How To Remove Bats From Your Home in Houston

Bats are common in Houston due to its warm climate and insect population. While they help control bugs, having bats roosting in or near your home can pose health risks. Here’s how to remove bats in Houston area.

Signs of Bats in Your Houston House

Look and listen for these signs that bats have made themselves at home in your Houston property:

  • Bat droppings around attics, porches, windows, and entry points. Their dark, pellet-like poop often accumulates in piles.
  • Sounds of flapping, scratching, chittering, or squeaking at night as bats emerge to feed.
  • Rub marks, grease stains, urine stains, or scratch marks from claws around openings where bats squeeze through.
  • Strange musky odor from bat urine and scent glands.
  • Bats themselves flying around at dusk or roosting while sleeping during the day. They often hide in attics, eaves, shutters, or weep holes.
  • Presence of live or dead bats in the home, especially attics or basements. They may fall inside and be unable to escape.

Dangers of Bats

While most Texas bats don’t attack people, there are still risks involved when they roost in your Houston home:

  • Accumulation of bat urine and droppings promotes growth of molds, bacteria, fungi, viruses, and parasites indoors. Some can cause respiratory diseases.
  • Bats can carry rabies as well as histoplasmosis, an infection that can lead to lung disease and flu-like illness in people.
  • Bats infestations can lead to costly repairs and damage to your home's structure, insulation, siding, shutters, and wiring. Their urine and waste corrodes materials.

For these reasons, bat removal in Houston homes is recommended to reduce health hazards and property issues. Never handle bats directly or let children play near them.


Humane Bat Removal Techniques

It’s usually best to hire a professional Houston bat control company for large colonies. However, you can try these DIY methods for small bat populations:

Identify and seal entry points. Caulk, seal, screen, or fill openings in attics, eaves, vents, chimneys, and gaps around pipes and wires. This keeps new bats from getting in.

Install one-way exclusion devices. These tubular gadgets let bats leave through a slit that prevents re-entry. Place over main exits at night when bats leave to feed.

Use repellents and deterrents. Light, noise, fans, ammonia-soaked rags, predator odors, sticky substances, and prickly plants placed around entry points may convince bats to leave. However, this works best on small colonies.

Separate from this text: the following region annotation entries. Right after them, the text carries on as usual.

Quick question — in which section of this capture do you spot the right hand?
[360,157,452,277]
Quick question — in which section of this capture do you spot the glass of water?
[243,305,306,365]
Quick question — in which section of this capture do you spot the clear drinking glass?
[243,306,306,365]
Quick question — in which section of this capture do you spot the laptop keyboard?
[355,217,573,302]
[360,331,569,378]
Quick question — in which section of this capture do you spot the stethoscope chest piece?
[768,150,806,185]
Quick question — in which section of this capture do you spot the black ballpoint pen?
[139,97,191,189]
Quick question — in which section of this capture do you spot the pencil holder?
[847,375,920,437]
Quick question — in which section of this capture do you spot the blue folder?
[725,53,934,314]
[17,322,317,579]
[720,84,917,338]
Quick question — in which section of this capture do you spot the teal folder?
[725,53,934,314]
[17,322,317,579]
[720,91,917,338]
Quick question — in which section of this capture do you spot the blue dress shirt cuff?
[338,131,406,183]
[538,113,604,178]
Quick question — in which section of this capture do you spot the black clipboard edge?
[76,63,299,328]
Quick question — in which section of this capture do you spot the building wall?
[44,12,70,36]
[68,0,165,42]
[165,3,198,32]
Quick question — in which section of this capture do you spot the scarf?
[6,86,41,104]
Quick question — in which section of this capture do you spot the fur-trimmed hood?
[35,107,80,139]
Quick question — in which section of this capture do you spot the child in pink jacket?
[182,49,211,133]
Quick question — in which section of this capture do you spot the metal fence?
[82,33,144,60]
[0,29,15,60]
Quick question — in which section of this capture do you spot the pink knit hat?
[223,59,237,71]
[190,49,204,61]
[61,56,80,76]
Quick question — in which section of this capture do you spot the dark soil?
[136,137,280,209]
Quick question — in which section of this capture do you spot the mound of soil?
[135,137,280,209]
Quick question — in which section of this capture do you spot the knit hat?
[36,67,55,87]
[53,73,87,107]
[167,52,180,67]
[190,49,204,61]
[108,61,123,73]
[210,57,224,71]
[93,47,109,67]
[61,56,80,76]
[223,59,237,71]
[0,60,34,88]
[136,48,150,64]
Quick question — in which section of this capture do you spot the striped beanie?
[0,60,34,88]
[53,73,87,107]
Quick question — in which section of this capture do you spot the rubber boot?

Remove roosts and block re-entry. After ensuring all bats have left, remove any nests or covered areas they are using as habitat. Then permanently seal up all possible access holes.

Convert attics and buildings into hostile environments. Adding bright lights, fans, and repellent smells helps make old roost sites unappealing to bats so they don’t return.

Build new homes for bats. Installing bat houses in the backyard gives them an alternative, bat-friendly place to nest other than your house.

Call wildlife professionals. For big colonies, professional bat removal experts employ humane tactics while also addressing issues like guano clean-up, attic disinfection, and damage repairs.


Prevent Bats From Returning

After removing bats, it’s important to bat-proof your home’s exterior to avoid continual issues each season. Recommended prevention measures include:

  • Seal up any openings wider than 1⁄4 inch with caulk, foam, wood, steel wool, hardware cloth, or other materials. Large gaps may need aerosol expanding foam fillers.
  • Cover vents and chimneys with commercial vent caps and chimney covers to keep bats out when not in use.
  • Repair loose roof shingles, flashing issues, and damaged soffits that allow bat entry.
  • Install durable, tight-fitting screens made of 1⁄8-1⁄4 inch hardware cloth over large areas like gable vents.
  • Keep attic insulation in place as bats can hide within when gaining access.
  • Ensure doors, windows, and weep holes have well-fitted screens.
  • Monitor your home at dusk to look and listen for signs of returning bats. Re-seal any newfound entryways.
  • Consider professional exterior treatments that create long-lasting barriers to re-entry on your home.

Staying alert and properly excluding bats will keep them from roosting long-term in your Houston property. Call on professional bat control companies whenever infestations become severe or difficult to manage yourself.